Abstract

Endothelial repair was studied during, and up to 26 weeks following reendothelialization of longitudinal tracks denuded of endothelium. Deendothelialized tracks were produced on the ventral aspect of the thoracic aortas of rats. A standardized denudation procedure was used in conjunction with continuous intravenous infusion of [ 3H]thymidine to obtain quantitative evaluations of replication, migration, and cell density. The method of denudation was relatively gentle, selective, and reproducible. Reendothelialization was completed in < 66 h. During reendothelialization, cell migration and replication proceeded simultaneously until confluence was reached. Following confluence, as migration ceased, cell density returned toward control levels. It continued to rise, associated with continued, though attenuated, nuclear incorporation of [ 3H]thymidine, until it reached 1 1 2 –2 1 2 times that of adjacent uninjured control endothelium. The boundaries, or margins, of the tracks were well demarcated as judged by the pattern of labeled cells within and unlabeled cells adjacent to reendothelialized tracks. Widths of deendothelialized and reendotheliazed tracks were similar. Thus, endothelial cells in uninjured regions surrounding denuded tracks were not observed to contribute to reendothelialization by proliferation.
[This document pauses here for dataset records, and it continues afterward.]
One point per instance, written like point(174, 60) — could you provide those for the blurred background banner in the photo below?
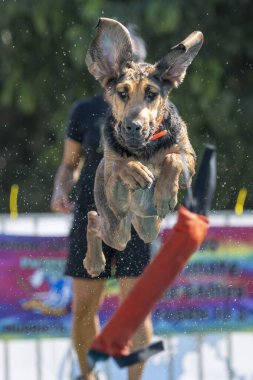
point(35, 297)
point(213, 293)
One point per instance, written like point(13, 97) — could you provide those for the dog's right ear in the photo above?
point(173, 66)
point(111, 47)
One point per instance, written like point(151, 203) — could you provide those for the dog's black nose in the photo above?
point(132, 127)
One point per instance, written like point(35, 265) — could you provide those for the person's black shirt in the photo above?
point(85, 126)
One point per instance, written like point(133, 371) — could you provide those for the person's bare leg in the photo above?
point(143, 335)
point(87, 296)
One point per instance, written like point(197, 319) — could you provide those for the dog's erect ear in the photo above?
point(173, 66)
point(111, 47)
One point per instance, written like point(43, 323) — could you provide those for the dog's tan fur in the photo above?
point(137, 182)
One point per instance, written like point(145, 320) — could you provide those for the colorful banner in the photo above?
point(213, 293)
point(215, 290)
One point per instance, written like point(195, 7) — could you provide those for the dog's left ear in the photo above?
point(173, 66)
point(111, 47)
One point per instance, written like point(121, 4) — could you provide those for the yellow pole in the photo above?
point(240, 201)
point(14, 201)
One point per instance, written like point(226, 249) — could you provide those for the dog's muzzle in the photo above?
point(133, 133)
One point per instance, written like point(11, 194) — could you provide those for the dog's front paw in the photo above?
point(94, 267)
point(165, 201)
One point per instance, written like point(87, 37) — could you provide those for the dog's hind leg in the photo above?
point(147, 227)
point(94, 261)
point(115, 232)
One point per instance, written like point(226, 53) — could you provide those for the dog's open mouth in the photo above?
point(136, 142)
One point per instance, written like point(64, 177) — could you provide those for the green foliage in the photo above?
point(42, 71)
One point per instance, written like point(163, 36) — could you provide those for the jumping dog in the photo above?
point(146, 142)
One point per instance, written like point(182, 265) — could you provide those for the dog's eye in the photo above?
point(150, 95)
point(123, 95)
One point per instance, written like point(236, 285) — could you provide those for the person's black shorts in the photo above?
point(129, 263)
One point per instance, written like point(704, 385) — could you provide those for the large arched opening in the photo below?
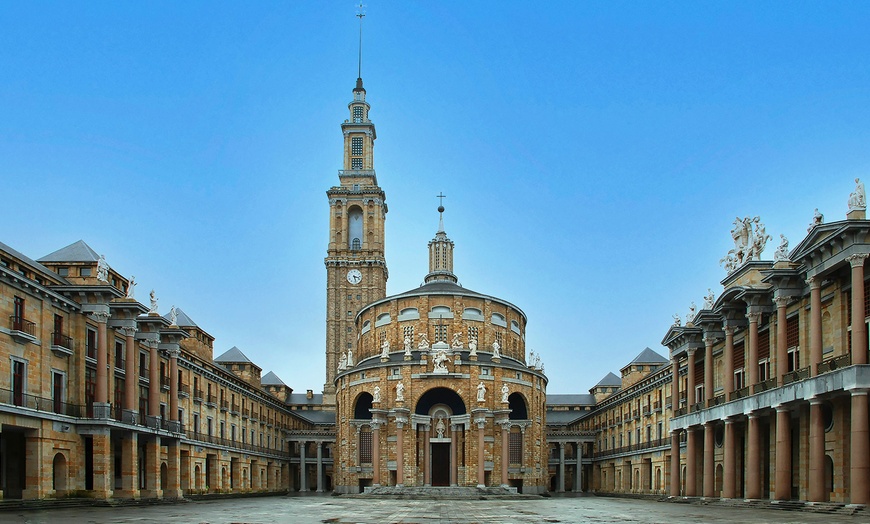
point(440, 464)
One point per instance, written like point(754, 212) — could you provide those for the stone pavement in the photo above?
point(324, 509)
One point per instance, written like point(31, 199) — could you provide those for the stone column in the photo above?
point(675, 463)
point(173, 471)
point(816, 490)
point(400, 453)
point(815, 325)
point(173, 386)
point(690, 379)
point(481, 476)
point(729, 487)
point(753, 458)
point(578, 471)
point(782, 480)
point(859, 327)
point(708, 370)
point(427, 467)
point(859, 470)
point(752, 358)
point(505, 453)
point(154, 387)
point(454, 453)
point(781, 339)
point(101, 393)
point(728, 379)
point(376, 454)
point(691, 462)
point(131, 377)
point(319, 467)
point(709, 479)
point(303, 473)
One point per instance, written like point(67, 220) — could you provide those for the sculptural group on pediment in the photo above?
point(750, 238)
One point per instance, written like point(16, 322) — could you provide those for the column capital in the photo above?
point(100, 316)
point(781, 302)
point(857, 260)
point(128, 331)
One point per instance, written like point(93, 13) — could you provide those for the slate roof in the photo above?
point(233, 354)
point(574, 399)
point(610, 380)
point(648, 356)
point(271, 379)
point(75, 252)
point(182, 320)
point(30, 261)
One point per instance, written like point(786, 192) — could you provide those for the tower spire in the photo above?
point(360, 13)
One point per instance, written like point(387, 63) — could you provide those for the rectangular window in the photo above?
point(365, 447)
point(18, 377)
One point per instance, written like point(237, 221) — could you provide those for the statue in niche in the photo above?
point(400, 392)
point(102, 269)
point(781, 253)
point(709, 298)
point(692, 313)
point(858, 199)
point(818, 219)
point(440, 361)
point(131, 287)
point(153, 303)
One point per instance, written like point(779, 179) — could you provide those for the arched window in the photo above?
point(354, 218)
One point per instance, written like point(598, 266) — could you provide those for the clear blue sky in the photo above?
point(594, 155)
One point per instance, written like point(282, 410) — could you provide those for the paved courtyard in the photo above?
point(346, 510)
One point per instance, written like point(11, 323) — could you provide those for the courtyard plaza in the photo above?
point(314, 509)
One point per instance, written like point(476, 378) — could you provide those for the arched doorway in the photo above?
point(59, 474)
point(440, 404)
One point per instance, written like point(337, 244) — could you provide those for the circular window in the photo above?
point(828, 416)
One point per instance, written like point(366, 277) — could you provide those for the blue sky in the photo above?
point(594, 155)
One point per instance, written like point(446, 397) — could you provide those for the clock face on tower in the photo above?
point(354, 276)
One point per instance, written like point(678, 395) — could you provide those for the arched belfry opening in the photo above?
point(355, 228)
point(363, 406)
point(517, 405)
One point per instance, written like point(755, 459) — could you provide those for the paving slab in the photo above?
point(325, 509)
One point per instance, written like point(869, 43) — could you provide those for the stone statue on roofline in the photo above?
point(858, 198)
point(102, 269)
point(781, 253)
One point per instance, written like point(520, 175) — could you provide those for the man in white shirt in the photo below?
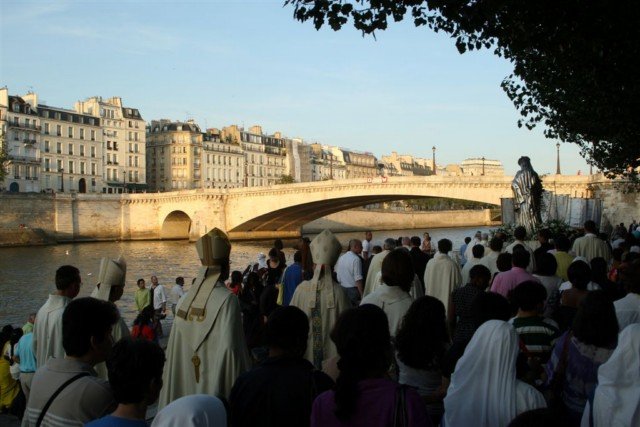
point(349, 272)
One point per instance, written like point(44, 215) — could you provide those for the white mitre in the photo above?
point(112, 273)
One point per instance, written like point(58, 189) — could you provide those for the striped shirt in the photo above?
point(537, 333)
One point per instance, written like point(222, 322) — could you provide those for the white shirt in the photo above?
point(159, 297)
point(349, 269)
point(628, 310)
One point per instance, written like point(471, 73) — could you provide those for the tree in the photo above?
point(573, 61)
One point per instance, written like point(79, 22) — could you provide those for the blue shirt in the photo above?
point(292, 278)
point(111, 421)
point(24, 350)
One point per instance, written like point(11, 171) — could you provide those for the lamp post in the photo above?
point(433, 160)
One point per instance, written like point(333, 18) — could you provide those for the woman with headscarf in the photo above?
point(195, 410)
point(616, 401)
point(484, 390)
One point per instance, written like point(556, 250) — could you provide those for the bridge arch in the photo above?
point(176, 226)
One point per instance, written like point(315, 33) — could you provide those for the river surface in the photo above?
point(27, 274)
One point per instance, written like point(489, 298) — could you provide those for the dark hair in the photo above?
point(477, 251)
point(579, 274)
point(562, 243)
point(596, 322)
point(288, 329)
point(422, 338)
point(397, 269)
point(66, 276)
point(528, 295)
point(496, 244)
point(132, 365)
point(520, 258)
point(547, 265)
point(361, 336)
point(84, 318)
point(444, 246)
point(503, 262)
point(480, 271)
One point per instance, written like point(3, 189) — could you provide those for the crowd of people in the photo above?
point(406, 333)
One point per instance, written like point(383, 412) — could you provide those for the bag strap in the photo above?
point(56, 393)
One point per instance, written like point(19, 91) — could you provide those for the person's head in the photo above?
point(355, 246)
point(520, 258)
point(286, 331)
point(361, 336)
point(547, 265)
point(389, 244)
point(135, 371)
point(86, 329)
point(397, 270)
point(480, 276)
point(496, 244)
point(503, 262)
point(595, 322)
point(529, 296)
point(236, 277)
point(68, 281)
point(579, 274)
point(477, 251)
point(422, 338)
point(520, 233)
point(590, 227)
point(444, 246)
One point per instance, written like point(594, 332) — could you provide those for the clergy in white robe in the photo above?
point(322, 299)
point(110, 287)
point(484, 391)
point(616, 401)
point(47, 331)
point(374, 278)
point(206, 350)
point(442, 275)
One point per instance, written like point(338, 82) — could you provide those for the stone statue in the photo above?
point(527, 195)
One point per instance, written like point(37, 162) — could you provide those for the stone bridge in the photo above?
point(247, 213)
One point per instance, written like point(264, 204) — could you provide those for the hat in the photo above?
point(213, 248)
point(112, 273)
point(325, 248)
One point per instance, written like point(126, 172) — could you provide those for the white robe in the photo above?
point(217, 341)
point(616, 400)
point(333, 301)
point(442, 277)
point(484, 391)
point(393, 301)
point(374, 273)
point(47, 331)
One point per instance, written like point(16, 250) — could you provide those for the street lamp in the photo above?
point(433, 160)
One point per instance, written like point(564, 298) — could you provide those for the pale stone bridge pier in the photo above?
point(246, 213)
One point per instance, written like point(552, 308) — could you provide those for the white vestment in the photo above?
point(616, 401)
point(207, 352)
point(373, 274)
point(484, 391)
point(442, 277)
point(591, 246)
point(393, 301)
point(333, 301)
point(47, 331)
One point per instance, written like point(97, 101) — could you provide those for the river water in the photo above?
point(27, 274)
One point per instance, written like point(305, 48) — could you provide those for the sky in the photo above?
point(249, 62)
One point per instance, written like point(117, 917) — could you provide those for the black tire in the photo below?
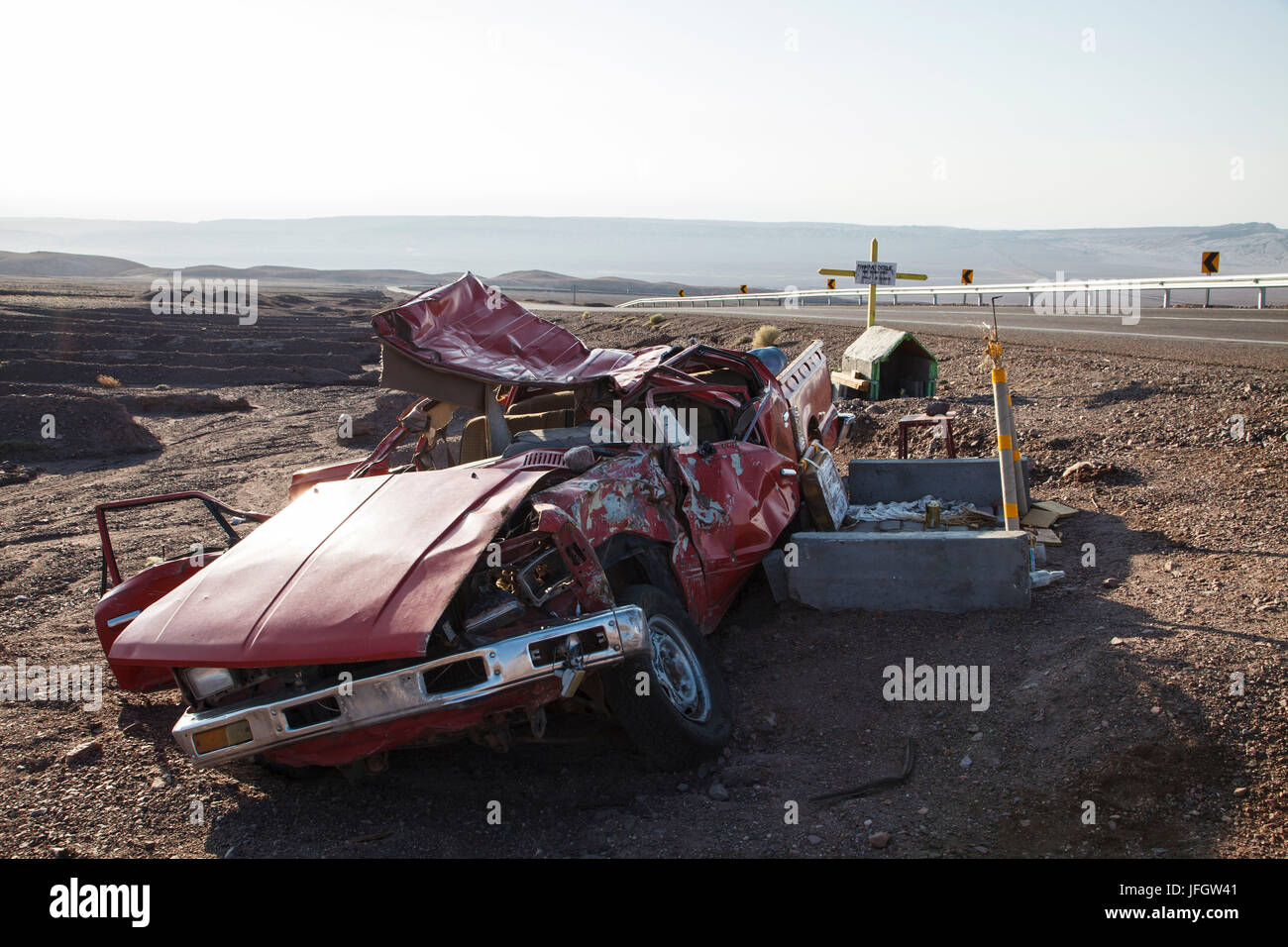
point(687, 714)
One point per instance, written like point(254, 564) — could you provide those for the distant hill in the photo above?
point(43, 263)
point(46, 263)
point(639, 254)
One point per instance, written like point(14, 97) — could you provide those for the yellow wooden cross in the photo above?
point(872, 287)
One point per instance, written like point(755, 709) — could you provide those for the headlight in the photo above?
point(205, 682)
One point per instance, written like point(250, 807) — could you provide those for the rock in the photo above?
point(1087, 471)
point(82, 754)
point(743, 775)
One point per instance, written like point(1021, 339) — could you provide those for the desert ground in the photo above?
point(1115, 686)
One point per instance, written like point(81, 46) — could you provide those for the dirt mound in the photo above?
point(181, 403)
point(64, 427)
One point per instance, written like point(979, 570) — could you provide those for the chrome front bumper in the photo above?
point(404, 692)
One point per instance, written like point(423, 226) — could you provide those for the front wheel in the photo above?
point(671, 701)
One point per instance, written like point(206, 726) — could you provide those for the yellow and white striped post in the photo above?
point(1017, 464)
point(1006, 453)
point(1005, 457)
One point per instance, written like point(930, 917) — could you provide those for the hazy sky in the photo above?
point(961, 114)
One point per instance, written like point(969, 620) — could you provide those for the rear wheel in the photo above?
point(671, 701)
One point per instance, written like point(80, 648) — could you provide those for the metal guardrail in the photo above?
point(1250, 281)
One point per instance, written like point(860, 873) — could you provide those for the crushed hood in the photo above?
point(351, 571)
point(469, 330)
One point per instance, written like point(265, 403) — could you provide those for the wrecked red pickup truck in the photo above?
point(591, 523)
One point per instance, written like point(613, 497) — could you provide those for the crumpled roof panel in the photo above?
point(468, 329)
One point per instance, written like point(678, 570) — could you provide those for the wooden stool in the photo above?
point(927, 421)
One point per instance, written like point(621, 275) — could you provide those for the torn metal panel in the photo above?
point(471, 330)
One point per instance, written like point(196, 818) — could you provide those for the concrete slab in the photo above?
point(974, 479)
point(776, 574)
point(900, 571)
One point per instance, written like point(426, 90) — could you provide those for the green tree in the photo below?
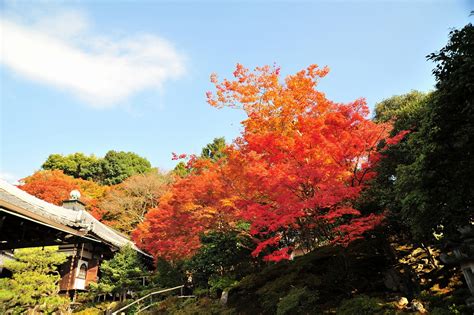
point(34, 285)
point(214, 150)
point(119, 165)
point(406, 112)
point(126, 204)
point(223, 258)
point(77, 165)
point(437, 189)
point(121, 273)
point(114, 168)
point(181, 170)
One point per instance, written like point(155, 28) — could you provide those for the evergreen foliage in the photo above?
point(34, 285)
point(120, 274)
point(114, 168)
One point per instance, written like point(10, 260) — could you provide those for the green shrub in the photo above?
point(296, 301)
point(361, 305)
point(219, 284)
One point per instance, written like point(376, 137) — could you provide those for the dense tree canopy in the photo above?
point(121, 273)
point(125, 204)
point(115, 167)
point(437, 189)
point(292, 175)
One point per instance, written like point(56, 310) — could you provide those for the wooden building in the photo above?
point(26, 221)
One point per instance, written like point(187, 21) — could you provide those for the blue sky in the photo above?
point(93, 76)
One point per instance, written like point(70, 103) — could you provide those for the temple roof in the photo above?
point(77, 222)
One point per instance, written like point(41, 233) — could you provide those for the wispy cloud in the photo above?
point(9, 177)
point(61, 51)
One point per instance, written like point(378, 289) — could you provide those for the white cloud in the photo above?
point(9, 177)
point(103, 71)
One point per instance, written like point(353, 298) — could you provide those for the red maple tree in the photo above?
point(293, 174)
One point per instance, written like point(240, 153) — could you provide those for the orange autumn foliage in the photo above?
point(54, 186)
point(293, 174)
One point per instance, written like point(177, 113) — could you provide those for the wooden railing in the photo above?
point(147, 298)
During reendothelialization, unlabeled cells were observed within reendothelializing tracks. Thus, some cells migrated relatively long distances (0.3 – 0.4 mm) before either replicating or sloughing from the luminal surface. Endothelial cell density within reendothelialized tracks remained elevated at 12 and 26 weeks following denudation. At 12 weeks there was little intermingling of cells inside tracks (labeled during reendothelialization) with unlabeled cells in adjacent uninjured areas. At 26 weeks, after a terminal 12-day continuous labeling period in previously unlabeled animals, replication of cells inside tracks was far less than that in adjacent uninjured endothelium. Thus, the newly regenerated cell population in tracks remained synchronously quiescent and physically segregated for long periods of time, despite normally occurring hemodynamic and remodeling factors which might be expected to favor continuous cell turnover and migration. Our findings relating to endothelial cell migration and replication during reendothelialization vary somewhat from those reported using other methods of deendothelialization.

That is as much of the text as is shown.